De toda la llamada generación del 45, difícil encontrar a otro que bajara al llano tan cotidianamente, que sin dejar de ser quien era y sin apearse de sus convicciones y sus obsesiones más recurrentes, pudiera transitar entre los más jóvenes, y desde su profunda y radical diferencia, tratarlos como iguales.

Quizá porque fue ante todo un periodista -un periodista crítico, cinéfilo, cultural, periodista al fin- y, ya se sabe, los periodistas pueden, y suelen hacerlo, hablar de sí mismos, pero a través de la experiencia de lo que hacen otros. No pueden cerrar la ventana, o dejan de ser quienes son.

Ese es el Alsina -algunos lo llaman todo el tiempo Homero, pero desde los Simpson algunos preferimos el apellido- de carne y hueso de redacción, de sala de cine, de boliche. El hombre cada vez más flaco al que el temperamento parecía sujetar marchando, escribiendo y discutiendo, como una red invisible de energía. Y quienes piensen que porque no lo conocieron en persona jamás tendrán cómo acercarse a él, están en un error.

Homero Alsina Thevenet -ahí va completo- escribió mucho. Muchas páginas de diario o semanario, que tienen la ventaja de la urgencia y la desventaja de que se tiran al otro día -el arte de envolver pescado, como lo definió el poeta Antonio Cisneros-, pero desconfiado de esa fragilidad, Alsina tuvo la precaución de unir muchas de esas crónicas en sucesivos libros, además de los libros pensados como tales.

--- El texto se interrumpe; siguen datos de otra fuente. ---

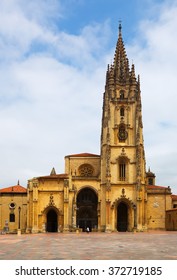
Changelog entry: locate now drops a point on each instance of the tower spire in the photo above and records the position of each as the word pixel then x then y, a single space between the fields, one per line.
pixel 121 63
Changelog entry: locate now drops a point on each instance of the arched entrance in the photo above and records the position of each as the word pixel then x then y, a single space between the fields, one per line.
pixel 122 217
pixel 87 202
pixel 52 221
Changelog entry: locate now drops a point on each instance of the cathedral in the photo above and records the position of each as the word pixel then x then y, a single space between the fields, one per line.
pixel 108 192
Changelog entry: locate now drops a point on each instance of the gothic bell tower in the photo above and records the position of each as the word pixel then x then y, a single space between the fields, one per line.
pixel 123 190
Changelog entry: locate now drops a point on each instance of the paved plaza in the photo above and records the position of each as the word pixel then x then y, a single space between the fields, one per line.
pixel 158 245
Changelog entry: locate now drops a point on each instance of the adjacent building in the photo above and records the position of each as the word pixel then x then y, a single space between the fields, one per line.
pixel 111 191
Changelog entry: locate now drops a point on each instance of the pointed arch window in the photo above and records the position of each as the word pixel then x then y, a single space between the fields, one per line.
pixel 122 171
pixel 12 217
pixel 123 168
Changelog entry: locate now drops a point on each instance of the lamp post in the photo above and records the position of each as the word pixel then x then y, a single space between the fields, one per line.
pixel 135 217
pixel 19 230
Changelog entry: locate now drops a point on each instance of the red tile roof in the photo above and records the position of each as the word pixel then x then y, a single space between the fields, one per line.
pixel 54 176
pixel 83 155
pixel 14 189
pixel 156 187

Quien quiera saber de Greta Garbo, de Chaplin, del cine negro, de los entretelones de Lo que el viento se llevó o de los Oscar, de Billy Wilder, de Viñas de ira, de las listas negras de Hollywood, o de por qué la teoría del autor acuñada por la gente de Cahiers du cinéma es un craso error -entre otros varios temas de cine-, que recurra a los libros de Alsina. Podrá estar de acuerdo, disentir, restar o sumar, como sucede siempre en estos casos.

Difícilmente podrá, en cambio, no reconocer el rigor de los datos y las fuentes, la precisión de las fechas y los insumos tomados en cuenta, y, lo más importante para cualquier lector, difícilmente podrá sustraerse al placer de una prosa en la que el culto por la precisión y la concisión vuelve fundamental el uso de tal palabra y no de otra, la fineza en la construcción de un ritmo en el que cada principio o fin de frase, cada punto o cada coma, cada remate -los remates, en especial-, juegan un papel que prolonga, más allá de lo dicho, el sentido de eso dicho.

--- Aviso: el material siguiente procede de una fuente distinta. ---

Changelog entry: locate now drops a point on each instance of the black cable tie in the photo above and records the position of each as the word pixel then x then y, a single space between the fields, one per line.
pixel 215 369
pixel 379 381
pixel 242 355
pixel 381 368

El maestro de la precisión resulta, así, y en no pocos casos, disparador de una ambigüedad enriquecedora. El misterio de la escritura -con la constancia de que la palabra “misterio” no debía gustarle mucho a Alsina- suele propiciar estas cosas.

Su trabajo crítico e informativo, abarcando más de seis décadas de la historia del cine atendiendo a la complejidad de su gestación y su vigencia, es y será, más allá de los acuerdos y desacuerdos con las afinidades y opiniones que Alsina también fue generando a lo largo de los años, un insumo fundamental y fundado, creíble y confiable, para todos los fascinados por ese arte-industria-negocio abarcador y omnipresente.

Entre las recurrentes obsesiones que lo llevaban a escribir una y otra vez sobre ellas, y hasta eran motivo de broma entre sus lectores, estaban las listas negras de Hollywood -ese oscuro período de caza de brujas, deserciones y traiciones que el arte más metalizado pero más libre padeció en los años cincuenta en Estados Unidos- y la teoría del autor aplicada a troche y moche por buena parte de la crítica, no sólo nacional, después de la revelación-revolución protagonizada a su propósito por Bazin, Truffaut, Godard, Chabrol & cía, allá por los sesenta.

La persistencia de Alsina sobre esos asuntos no es casual. Revela una postura que impregna toda su obra: su fastidio por el totalitarismo, político o estético, ya esté unido a la estupidez y la traición o al olvido de los fundamentos racionales, verificables, lógicos y trasmisibles, ese olvido que lleva, voluntariamente o no, al elitismo anclado en la subjetividad arrogante.

Si, como dijo alguien alguna vez, entre otras cosas venimos a este mundo a tratar de entender, Alsina, en su materia, trabajó toda su vida para lograrlo. Y para tratar de que otros lo lograran.